9.) The Japanese Alps
Located on the main island of Honshu, the Kamikochi Valley is one of the best hikes in the Japanese Alps. Here you will find a number of moderate walks where you can spend most of the day, as well as more technically challenging climbs for those looking for a challenge.
If you are here in autumn and winter, be sure to stop by the Kamikochi Onsen Hotel for a spectacular mountain panorama (you can do it in spring and summer, but I imagine a hot bath on a hot summer day does not have the same appeal ).
10.) Lake Chuzenji
This is a beautiful lake formed by the volcanic explosion of Mount Nantai, stoically located in the background. The trail is about 25 km long and quite moderate, although there are some steep areas.
Known for its vibrant beauty, this is a particularly breathtaking walk in the fall, when the leaves have become gold, red and orange. There are a number of hot springs where you can soak your tired muscles, including the healing waters of Chuzenji Onsen.
11.) Daisetsuzan National Park
Daisetsuzan literally means:Big snowy mountain"A pretty well-deserved name, as this majestic mountain is white for most of the year.

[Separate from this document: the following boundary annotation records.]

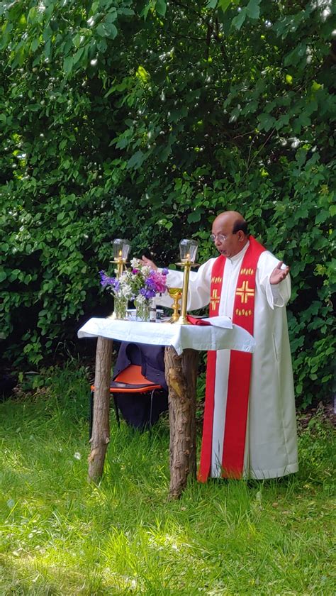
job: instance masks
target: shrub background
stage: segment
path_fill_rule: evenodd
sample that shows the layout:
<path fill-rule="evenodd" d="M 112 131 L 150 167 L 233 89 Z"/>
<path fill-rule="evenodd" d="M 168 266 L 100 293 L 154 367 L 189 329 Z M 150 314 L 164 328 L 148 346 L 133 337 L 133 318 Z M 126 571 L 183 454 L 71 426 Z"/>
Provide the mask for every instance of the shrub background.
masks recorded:
<path fill-rule="evenodd" d="M 5 359 L 36 365 L 75 344 L 79 322 L 108 307 L 98 271 L 113 238 L 169 264 L 192 235 L 202 261 L 213 216 L 237 209 L 291 267 L 298 402 L 330 394 L 333 11 L 0 2 Z"/>

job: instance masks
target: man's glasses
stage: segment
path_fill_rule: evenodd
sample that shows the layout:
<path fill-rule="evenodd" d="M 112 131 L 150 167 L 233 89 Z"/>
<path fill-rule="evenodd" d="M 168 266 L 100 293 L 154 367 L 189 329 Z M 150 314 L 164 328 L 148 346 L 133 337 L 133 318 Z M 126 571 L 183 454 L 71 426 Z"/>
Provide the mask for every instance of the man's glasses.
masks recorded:
<path fill-rule="evenodd" d="M 219 242 L 224 242 L 228 238 L 228 234 L 211 234 L 210 235 L 210 240 L 211 242 L 215 242 L 216 240 L 218 240 Z"/>

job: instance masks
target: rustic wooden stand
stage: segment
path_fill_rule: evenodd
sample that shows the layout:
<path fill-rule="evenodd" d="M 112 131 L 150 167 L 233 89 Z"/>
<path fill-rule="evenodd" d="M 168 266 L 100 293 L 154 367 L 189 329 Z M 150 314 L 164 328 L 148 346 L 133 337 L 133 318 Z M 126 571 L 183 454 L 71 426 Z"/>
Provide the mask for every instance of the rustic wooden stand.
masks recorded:
<path fill-rule="evenodd" d="M 89 480 L 97 482 L 103 474 L 110 441 L 109 404 L 112 355 L 111 339 L 99 337 L 96 353 L 94 403 Z M 170 426 L 169 497 L 177 499 L 186 486 L 188 476 L 196 475 L 196 383 L 198 353 L 186 349 L 178 355 L 174 348 L 164 353 L 169 387 Z"/>

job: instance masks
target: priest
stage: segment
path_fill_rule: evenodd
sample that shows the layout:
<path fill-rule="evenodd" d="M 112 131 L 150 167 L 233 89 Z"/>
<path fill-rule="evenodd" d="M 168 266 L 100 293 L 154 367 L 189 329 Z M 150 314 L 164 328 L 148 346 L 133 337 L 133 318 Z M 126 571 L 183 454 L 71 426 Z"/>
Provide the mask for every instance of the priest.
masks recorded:
<path fill-rule="evenodd" d="M 253 355 L 208 354 L 198 480 L 276 478 L 298 470 L 296 422 L 286 304 L 289 267 L 248 233 L 242 216 L 220 214 L 211 240 L 219 252 L 191 272 L 189 310 L 209 304 L 254 336 Z M 156 268 L 142 257 L 143 262 Z M 167 285 L 181 287 L 181 272 Z M 170 306 L 168 297 L 161 304 Z"/>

During the short time window, when the snow cover melts, the ascent is absolutely extraordinary, taking you past lush vegetation, active volcanoes and crystal-clear lakes. This is an excellent place to visit if you are just a step away from bustling cities and lose yourself in nature.
End a long day hiking with a long jump in one of the many hot springs, of which there is a big burden in the villages around the park.

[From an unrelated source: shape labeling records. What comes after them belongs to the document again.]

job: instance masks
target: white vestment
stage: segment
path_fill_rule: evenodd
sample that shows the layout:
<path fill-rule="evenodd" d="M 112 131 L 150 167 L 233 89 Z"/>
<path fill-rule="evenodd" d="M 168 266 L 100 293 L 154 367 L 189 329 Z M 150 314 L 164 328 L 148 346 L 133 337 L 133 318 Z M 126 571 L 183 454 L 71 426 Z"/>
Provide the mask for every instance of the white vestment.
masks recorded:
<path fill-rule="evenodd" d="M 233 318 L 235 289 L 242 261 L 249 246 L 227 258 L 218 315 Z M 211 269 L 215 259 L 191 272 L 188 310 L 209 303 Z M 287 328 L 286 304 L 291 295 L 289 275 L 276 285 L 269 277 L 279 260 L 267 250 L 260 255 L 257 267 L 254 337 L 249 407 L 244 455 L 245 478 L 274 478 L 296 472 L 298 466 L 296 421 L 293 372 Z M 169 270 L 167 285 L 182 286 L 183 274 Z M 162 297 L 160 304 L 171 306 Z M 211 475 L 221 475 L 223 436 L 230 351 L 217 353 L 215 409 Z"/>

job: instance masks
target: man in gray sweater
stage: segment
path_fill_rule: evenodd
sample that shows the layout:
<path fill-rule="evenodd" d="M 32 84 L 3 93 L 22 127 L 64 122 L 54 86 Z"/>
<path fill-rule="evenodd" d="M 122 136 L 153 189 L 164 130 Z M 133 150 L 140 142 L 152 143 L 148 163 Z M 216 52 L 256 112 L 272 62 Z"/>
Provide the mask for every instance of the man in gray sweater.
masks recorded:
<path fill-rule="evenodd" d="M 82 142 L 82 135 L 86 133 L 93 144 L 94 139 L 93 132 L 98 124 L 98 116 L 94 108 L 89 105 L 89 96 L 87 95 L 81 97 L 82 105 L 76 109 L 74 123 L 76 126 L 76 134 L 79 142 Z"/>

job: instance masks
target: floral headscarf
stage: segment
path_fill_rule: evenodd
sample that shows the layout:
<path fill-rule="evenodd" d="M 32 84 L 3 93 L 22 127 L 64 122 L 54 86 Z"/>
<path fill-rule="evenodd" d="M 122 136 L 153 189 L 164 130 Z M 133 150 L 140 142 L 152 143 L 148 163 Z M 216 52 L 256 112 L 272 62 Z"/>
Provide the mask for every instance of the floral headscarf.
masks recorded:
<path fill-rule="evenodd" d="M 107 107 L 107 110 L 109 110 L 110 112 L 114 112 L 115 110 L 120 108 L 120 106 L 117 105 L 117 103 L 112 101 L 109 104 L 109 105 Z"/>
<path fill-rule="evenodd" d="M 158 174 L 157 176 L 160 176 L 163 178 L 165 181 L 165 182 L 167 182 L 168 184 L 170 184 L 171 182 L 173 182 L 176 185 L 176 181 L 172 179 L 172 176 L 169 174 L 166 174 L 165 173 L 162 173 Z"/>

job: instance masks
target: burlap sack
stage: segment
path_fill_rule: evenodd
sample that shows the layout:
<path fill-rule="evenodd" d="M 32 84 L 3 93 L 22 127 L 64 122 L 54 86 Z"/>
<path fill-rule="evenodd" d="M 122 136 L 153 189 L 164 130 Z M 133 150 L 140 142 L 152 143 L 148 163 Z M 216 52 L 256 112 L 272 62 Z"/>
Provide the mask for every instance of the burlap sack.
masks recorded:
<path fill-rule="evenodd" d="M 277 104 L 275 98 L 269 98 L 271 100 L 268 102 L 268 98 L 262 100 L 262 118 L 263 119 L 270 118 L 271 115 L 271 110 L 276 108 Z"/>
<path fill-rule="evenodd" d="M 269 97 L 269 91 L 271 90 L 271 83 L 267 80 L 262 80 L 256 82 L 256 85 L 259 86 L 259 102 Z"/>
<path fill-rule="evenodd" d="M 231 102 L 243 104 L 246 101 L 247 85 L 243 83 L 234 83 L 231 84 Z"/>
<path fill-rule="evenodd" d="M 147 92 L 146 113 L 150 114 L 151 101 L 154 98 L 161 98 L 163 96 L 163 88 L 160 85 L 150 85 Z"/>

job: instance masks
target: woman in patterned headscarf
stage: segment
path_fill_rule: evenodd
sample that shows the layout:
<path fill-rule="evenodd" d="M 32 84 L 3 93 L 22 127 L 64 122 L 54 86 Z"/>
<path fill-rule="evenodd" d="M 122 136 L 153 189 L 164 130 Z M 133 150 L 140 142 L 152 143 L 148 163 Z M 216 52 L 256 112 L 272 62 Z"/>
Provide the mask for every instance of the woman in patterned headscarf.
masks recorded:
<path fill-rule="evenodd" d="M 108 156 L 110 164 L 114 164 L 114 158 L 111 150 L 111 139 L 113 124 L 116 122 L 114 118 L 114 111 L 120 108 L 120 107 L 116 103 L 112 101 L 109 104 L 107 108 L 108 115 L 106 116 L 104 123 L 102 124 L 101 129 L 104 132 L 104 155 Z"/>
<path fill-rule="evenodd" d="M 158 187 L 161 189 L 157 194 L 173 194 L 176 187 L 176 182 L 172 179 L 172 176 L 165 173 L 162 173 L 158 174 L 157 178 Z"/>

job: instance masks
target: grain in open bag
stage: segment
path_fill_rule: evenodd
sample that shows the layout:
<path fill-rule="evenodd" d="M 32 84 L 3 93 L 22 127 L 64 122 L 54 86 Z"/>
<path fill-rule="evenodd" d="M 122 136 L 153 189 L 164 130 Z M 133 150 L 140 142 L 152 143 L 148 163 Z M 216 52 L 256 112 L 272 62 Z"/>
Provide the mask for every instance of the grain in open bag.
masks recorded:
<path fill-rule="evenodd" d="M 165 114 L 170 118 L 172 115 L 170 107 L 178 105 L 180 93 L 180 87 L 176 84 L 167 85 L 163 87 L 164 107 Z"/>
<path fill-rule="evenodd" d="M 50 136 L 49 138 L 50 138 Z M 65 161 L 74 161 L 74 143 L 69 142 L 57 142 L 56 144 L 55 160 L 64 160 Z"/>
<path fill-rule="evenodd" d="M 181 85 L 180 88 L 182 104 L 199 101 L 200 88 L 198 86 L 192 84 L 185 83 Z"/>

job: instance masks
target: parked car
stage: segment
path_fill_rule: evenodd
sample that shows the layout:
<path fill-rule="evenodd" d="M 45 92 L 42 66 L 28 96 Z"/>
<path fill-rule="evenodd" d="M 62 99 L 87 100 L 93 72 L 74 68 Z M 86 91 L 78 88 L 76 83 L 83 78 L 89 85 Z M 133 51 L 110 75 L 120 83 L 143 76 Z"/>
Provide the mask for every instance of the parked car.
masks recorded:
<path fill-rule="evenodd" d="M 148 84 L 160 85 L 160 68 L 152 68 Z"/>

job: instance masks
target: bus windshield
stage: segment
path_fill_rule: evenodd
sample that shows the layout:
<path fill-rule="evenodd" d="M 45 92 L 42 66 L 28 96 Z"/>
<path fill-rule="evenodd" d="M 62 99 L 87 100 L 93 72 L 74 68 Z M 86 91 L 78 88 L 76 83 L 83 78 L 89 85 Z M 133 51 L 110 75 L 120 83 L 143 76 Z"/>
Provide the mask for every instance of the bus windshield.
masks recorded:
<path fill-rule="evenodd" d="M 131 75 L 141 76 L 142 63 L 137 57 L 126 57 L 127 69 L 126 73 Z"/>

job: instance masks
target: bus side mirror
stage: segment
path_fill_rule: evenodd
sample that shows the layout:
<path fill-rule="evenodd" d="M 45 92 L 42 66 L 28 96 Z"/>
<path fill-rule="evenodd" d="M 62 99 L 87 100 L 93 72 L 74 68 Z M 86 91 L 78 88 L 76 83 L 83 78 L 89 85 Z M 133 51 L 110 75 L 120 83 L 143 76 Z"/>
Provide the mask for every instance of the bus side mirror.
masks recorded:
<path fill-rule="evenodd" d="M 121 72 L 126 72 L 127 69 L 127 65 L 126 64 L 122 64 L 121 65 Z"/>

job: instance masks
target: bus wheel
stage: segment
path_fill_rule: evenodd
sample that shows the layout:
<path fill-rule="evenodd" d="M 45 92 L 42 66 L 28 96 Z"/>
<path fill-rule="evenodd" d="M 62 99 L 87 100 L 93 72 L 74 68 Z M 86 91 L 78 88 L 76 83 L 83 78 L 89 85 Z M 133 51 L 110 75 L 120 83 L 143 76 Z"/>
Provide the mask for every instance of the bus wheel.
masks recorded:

This small island south of Kyushu is home to beautiful forests that offer many hiking opportunities. All offer beautiful hiking landscapes.
The deep green of the trees in the woods is enhanced by the strong moss coating, making you feel as if you are a million miles from the civilized world.
While the landscape looks like a fairy tale, the highlight of a visit to Yakushima is the opportunity to see and touch the Yakusugi – the ancient cedars (usually at least 1,000 years old) found in the mountains.
When you finish hiking (or maybe even earlier), there are 16 great things in Japan worth seeing.